Nonostante il rubinetto fosse chiuso lasciava comunque cadere qualche goccia, che formava un luccicante mondo di piccole onde che si toccavano e creavano riflessi.

Non mi ricordo il tempo che passai ad osservare questi movimenti. Mi era sembrata un’eternità ma dovevano essere stati solo pochi istanti perché, poco dopo, la caffettiera iniziò a far rumore suggerendomi che il mio caffè fosse finalmente pronto. Non sapevo perché quelle onde avessero attirato così tanto la mia attenzione e, soprattutto, la cosa più bizzarra era che in quei momenti mi ero sentita estremamente tranquilla, dimenticandomi di tutto lo stress che dovevo sopportare quotidianamente nel mio lavoro.

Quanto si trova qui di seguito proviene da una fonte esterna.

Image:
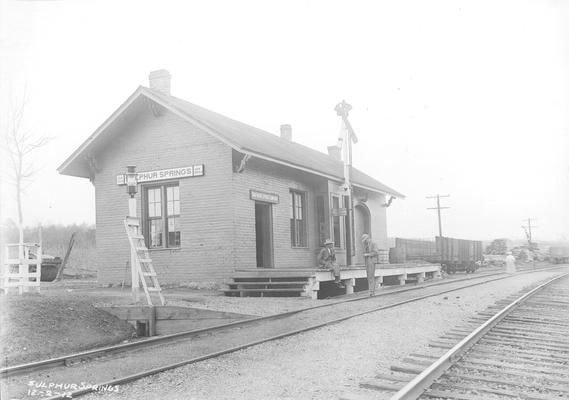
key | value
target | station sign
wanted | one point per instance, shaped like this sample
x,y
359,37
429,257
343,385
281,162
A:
x,y
263,196
163,174
339,212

Notavo i miei movimenti più calmi, come se quella quiete si fosse estesa anche dentro di me, ed ora non riuscivo più a dare un senso alla fretta che accompagnava le mie giornate. Dovevo andare al lavoro ma non mi preoccupava più il fatto di arrivare un quarto d’ora in anticipo o al minuto esatto. Inoltre, cercavo sempre di non lasciare nessuna attività per il giorno successivo e di non accumulare il lavoro, non sarebbe successo nulla se avessi affrontato la giornata in modo più rilassato.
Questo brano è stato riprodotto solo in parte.